Reconstruction of Fragmented Trajectories of Collective Motion using Hadamard Deep Autoencoders
This work addresses trajectory fragmentation issues in multi-object tracking for collective motion analysis, but it appears incremental as it extends existing deep autoencoder methods with a specific loss function.
The paper tackles the problem of reconstructing fragmented trajectories in collective motion data, such as from fish or humans, by introducing a Hadamard deep autoencoder (HDA) trained only on fully observed segments, and it compares performance with a low-rank matrix completion scheme.

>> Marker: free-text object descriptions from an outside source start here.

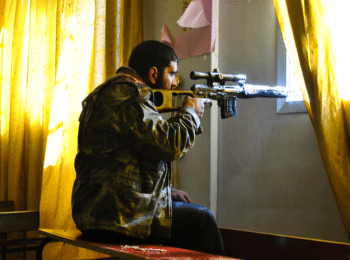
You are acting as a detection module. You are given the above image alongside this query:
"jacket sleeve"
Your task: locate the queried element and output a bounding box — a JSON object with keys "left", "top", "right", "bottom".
{"left": 109, "top": 95, "right": 202, "bottom": 162}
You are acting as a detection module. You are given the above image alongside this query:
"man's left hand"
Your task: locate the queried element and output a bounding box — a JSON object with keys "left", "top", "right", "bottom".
{"left": 171, "top": 188, "right": 192, "bottom": 203}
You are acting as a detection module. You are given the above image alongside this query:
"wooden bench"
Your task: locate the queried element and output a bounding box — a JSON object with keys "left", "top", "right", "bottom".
{"left": 36, "top": 227, "right": 350, "bottom": 259}
{"left": 0, "top": 201, "right": 44, "bottom": 260}
{"left": 36, "top": 229, "right": 240, "bottom": 260}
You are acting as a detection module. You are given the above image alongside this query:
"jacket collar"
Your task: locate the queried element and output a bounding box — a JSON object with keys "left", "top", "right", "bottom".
{"left": 115, "top": 66, "right": 153, "bottom": 101}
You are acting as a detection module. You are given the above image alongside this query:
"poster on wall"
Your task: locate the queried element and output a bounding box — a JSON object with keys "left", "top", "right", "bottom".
{"left": 161, "top": 0, "right": 217, "bottom": 59}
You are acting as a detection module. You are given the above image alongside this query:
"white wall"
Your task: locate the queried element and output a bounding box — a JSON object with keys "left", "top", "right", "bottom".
{"left": 144, "top": 0, "right": 348, "bottom": 243}
{"left": 217, "top": 0, "right": 348, "bottom": 243}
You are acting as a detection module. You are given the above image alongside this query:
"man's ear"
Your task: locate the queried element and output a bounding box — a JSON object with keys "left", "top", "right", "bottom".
{"left": 148, "top": 66, "right": 159, "bottom": 85}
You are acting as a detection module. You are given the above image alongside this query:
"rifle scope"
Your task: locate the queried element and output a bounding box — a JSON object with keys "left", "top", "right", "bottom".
{"left": 190, "top": 69, "right": 246, "bottom": 84}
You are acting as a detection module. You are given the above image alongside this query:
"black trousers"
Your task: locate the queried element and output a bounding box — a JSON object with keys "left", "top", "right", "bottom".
{"left": 169, "top": 201, "right": 225, "bottom": 256}
{"left": 82, "top": 201, "right": 225, "bottom": 256}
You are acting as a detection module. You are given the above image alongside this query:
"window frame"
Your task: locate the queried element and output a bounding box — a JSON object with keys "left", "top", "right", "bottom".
{"left": 276, "top": 24, "right": 307, "bottom": 114}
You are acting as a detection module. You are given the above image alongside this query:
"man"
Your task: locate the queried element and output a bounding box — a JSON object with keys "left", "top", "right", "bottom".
{"left": 71, "top": 40, "right": 225, "bottom": 256}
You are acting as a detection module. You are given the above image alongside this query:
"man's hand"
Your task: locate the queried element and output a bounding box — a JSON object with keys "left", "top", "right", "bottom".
{"left": 183, "top": 96, "right": 209, "bottom": 118}
{"left": 171, "top": 188, "right": 192, "bottom": 203}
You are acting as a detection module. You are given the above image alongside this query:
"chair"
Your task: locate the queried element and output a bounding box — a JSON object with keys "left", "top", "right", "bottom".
{"left": 0, "top": 201, "right": 44, "bottom": 260}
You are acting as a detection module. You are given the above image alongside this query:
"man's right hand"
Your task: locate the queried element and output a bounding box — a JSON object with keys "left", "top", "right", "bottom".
{"left": 183, "top": 96, "right": 207, "bottom": 118}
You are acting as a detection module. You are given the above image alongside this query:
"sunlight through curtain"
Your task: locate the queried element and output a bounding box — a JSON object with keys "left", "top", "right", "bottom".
{"left": 0, "top": 0, "right": 56, "bottom": 212}
{"left": 0, "top": 0, "right": 143, "bottom": 259}
{"left": 273, "top": 0, "right": 350, "bottom": 239}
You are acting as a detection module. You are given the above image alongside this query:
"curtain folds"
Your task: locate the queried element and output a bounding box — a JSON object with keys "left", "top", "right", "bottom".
{"left": 0, "top": 0, "right": 143, "bottom": 259}
{"left": 273, "top": 0, "right": 350, "bottom": 239}
{"left": 119, "top": 0, "right": 144, "bottom": 67}
{"left": 0, "top": 0, "right": 56, "bottom": 212}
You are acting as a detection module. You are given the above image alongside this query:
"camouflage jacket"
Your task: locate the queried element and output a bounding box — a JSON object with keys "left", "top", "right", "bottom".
{"left": 71, "top": 66, "right": 202, "bottom": 239}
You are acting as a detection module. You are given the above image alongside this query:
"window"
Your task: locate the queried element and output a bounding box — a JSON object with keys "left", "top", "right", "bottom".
{"left": 276, "top": 24, "right": 307, "bottom": 114}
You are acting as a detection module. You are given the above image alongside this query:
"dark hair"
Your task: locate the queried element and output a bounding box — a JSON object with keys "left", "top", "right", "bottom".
{"left": 128, "top": 40, "right": 179, "bottom": 81}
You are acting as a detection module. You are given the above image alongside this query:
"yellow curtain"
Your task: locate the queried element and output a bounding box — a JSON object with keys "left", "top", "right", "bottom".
{"left": 273, "top": 0, "right": 350, "bottom": 239}
{"left": 0, "top": 0, "right": 56, "bottom": 212}
{"left": 0, "top": 0, "right": 143, "bottom": 259}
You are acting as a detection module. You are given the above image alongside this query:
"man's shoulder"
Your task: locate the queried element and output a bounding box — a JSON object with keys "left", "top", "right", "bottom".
{"left": 83, "top": 66, "right": 153, "bottom": 107}
{"left": 101, "top": 81, "right": 152, "bottom": 101}
{"left": 100, "top": 67, "right": 152, "bottom": 100}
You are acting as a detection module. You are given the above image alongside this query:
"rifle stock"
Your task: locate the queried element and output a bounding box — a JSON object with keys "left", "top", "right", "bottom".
{"left": 153, "top": 89, "right": 194, "bottom": 113}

Learning dynamics of collectively moving agents such as fish or humans is an active field in research. Due to natural phenomena such as occlusion and change of illumination, the multi-object methods tracking such dynamics might lose track of the agents where that might result fragmentation in the constructed trajectories. Here, we present an extended deep autoencoder (DA) that we train only on fully observed segments of the trajectories by defining its loss function as the Hadamard product of a binary indicator matrix with the absolute difference between the outputs and the labels. The trajectories of the agents practicing collective motion is low-rank due to mutual interactions and dependencies between the agents that we utilize as the underlying pattern that our Hadamard deep autoencoder (HDA) codes during its training. The performance of our HDA is compared with that of a low-rank matrix completion scheme in the context of fragmented trajectory reconstruction.